Il dato più sorprendente emerso dallo studio è che il peggioramento delle cure si è verificato nonostante gli ospedali siano riusciti a rimpiazzare numericamente gran parte del personale europeo in uscita con nuovi infermieri provenienti da Paesi extra-Ue. La vera criticità si è rivelata essere la qualità e la maturità professionale delle nuove leve.
“Gli ospedali sono riusciti a reclutare infermieri sostitutivi, ma i nostri risultati suggeriscono che abbiano dovuto attingere a un bacino di candidati più ristretto e meno esperto. Questo sembra aver avuto conseguenze concrete per i pazienti”, ha spiegato Giuseppe Moscelli.
I dati dimostrano infatti che il personale extracomunitario assunto in quel triennio è stato inserito con frequenza di gran lunga maggiore nei livelli retributivi inferiori dell’NHS, un indicatore che attesta qualifiche inferiori o una minore esperienza professionale rispetto agli infermieri europei che andavano a sostituire.

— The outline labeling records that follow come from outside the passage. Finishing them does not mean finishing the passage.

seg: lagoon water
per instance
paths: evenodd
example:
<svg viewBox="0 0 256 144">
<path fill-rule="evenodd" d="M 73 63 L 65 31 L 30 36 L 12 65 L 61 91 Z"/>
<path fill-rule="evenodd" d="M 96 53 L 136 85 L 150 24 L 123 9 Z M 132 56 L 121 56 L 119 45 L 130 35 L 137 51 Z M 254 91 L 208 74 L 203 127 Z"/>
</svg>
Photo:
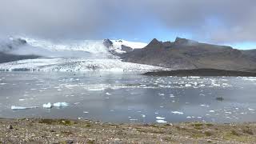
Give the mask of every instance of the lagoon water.
<svg viewBox="0 0 256 144">
<path fill-rule="evenodd" d="M 68 106 L 42 107 L 48 102 L 66 102 Z M 33 108 L 12 110 L 12 106 Z M 223 123 L 254 122 L 255 112 L 256 78 L 0 73 L 0 118 Z"/>
</svg>

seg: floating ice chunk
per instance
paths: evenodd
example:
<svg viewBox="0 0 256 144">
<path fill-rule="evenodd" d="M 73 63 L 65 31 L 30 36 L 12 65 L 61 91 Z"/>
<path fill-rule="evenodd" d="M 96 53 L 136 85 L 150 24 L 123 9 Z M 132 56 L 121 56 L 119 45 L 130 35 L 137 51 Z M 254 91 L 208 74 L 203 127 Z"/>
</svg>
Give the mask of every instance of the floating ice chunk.
<svg viewBox="0 0 256 144">
<path fill-rule="evenodd" d="M 31 107 L 22 107 L 22 106 L 12 106 L 10 107 L 11 110 L 27 110 L 27 109 L 36 109 L 38 108 L 37 106 L 31 106 Z"/>
<path fill-rule="evenodd" d="M 105 88 L 98 88 L 98 89 L 95 88 L 95 89 L 88 89 L 87 90 L 89 90 L 89 91 L 102 91 L 104 90 L 105 90 Z"/>
<path fill-rule="evenodd" d="M 197 76 L 190 76 L 189 78 L 200 78 L 200 77 L 197 77 Z"/>
<path fill-rule="evenodd" d="M 226 114 L 232 114 L 231 112 L 230 112 L 230 111 L 226 111 L 226 112 L 225 112 Z"/>
<path fill-rule="evenodd" d="M 184 114 L 184 113 L 179 112 L 179 111 L 172 111 L 171 113 L 174 114 Z"/>
<path fill-rule="evenodd" d="M 250 108 L 248 108 L 248 110 L 249 110 L 250 111 L 254 111 L 254 110 L 255 110 L 254 109 L 250 109 Z"/>
<path fill-rule="evenodd" d="M 42 105 L 42 107 L 43 107 L 43 108 L 46 108 L 46 109 L 50 109 L 50 108 L 53 107 L 53 106 L 51 105 L 50 102 L 48 102 L 48 103 L 43 104 L 43 105 Z"/>
<path fill-rule="evenodd" d="M 185 86 L 186 86 L 186 87 L 190 87 L 190 86 L 192 86 L 192 85 L 190 84 L 190 83 L 186 83 L 186 84 L 185 85 Z"/>
<path fill-rule="evenodd" d="M 161 120 L 161 119 L 156 120 L 156 122 L 158 122 L 158 123 L 166 123 L 167 122 L 166 121 Z"/>
<path fill-rule="evenodd" d="M 56 102 L 54 103 L 54 106 L 55 107 L 63 107 L 63 106 L 68 106 L 69 104 L 66 102 Z"/>
<path fill-rule="evenodd" d="M 166 119 L 166 118 L 163 118 L 163 117 L 156 117 L 155 118 L 157 118 L 157 119 Z"/>
</svg>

Questo squilibrio ha generato una forte pressione interna: parallelamente, gli infermieri già impiegati negli ospedali più colpiti dalla fuga dei colleghi europei hanno riferito livelli molto più bassi di soddisfazione in merito alla qualità dell’assistenza che riuscivano concretamente a garantire ai degenti.

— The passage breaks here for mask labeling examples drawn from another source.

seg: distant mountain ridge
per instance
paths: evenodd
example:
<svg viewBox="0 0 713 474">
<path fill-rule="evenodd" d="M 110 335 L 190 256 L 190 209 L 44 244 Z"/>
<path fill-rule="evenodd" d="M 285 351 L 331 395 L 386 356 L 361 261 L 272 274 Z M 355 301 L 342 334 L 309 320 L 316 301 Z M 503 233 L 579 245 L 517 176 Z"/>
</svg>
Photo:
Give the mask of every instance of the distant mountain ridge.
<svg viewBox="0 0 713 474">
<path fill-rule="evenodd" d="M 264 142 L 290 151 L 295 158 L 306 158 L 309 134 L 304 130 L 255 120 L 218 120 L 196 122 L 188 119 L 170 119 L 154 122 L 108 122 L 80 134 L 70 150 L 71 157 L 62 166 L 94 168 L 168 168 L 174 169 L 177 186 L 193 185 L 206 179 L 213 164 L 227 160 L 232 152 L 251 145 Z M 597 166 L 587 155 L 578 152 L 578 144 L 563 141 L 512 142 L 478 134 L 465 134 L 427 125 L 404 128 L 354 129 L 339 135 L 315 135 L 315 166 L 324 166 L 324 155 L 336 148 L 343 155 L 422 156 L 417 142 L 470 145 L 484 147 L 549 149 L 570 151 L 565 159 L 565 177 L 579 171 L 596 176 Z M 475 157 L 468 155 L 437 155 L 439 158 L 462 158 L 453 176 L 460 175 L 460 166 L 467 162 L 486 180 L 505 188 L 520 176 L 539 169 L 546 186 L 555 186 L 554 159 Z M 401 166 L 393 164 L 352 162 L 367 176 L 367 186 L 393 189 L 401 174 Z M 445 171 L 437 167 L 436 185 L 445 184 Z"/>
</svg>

Per gli autori della ricerca, questi risultati mettono seriamente in discussione l’assunto secondo cui, per preservare la qualità di un sistema sanitario, sia sufficiente coprire rapidamente i posti vacanti a livello numerico. Le restrizioni improvvise ai canali di reclutamento internazionale rischiano infatti di costringere le aziende sanitarie ad abbassare gli standard di selezione proprio quando diventa più difficile attrarre personale altamente qualificato.
“Molti Paesi, compreso il Regno Unito, dipendono da professionisti sanitari formati all’estero. I nostri risultati mostrano che le politiche migratorie possono avere conseguenze che vanno ben oltre il mercato del lavoro. Decisioni che rendono un Paese meno attrattivo per lavoratori qualificati possono influire direttamente sulla qualità delle cure ricevute dai pazienti”, ha concluso Moscelli, lanciando un monito ai governi affinché i decisori politici considerino non soltanto il numero assoluto di operatori sanitari reclutati, ma anche il modo in cui le leggi sull’immigrazione selezionano e influenzano il profilo di chi decide di candidarsi.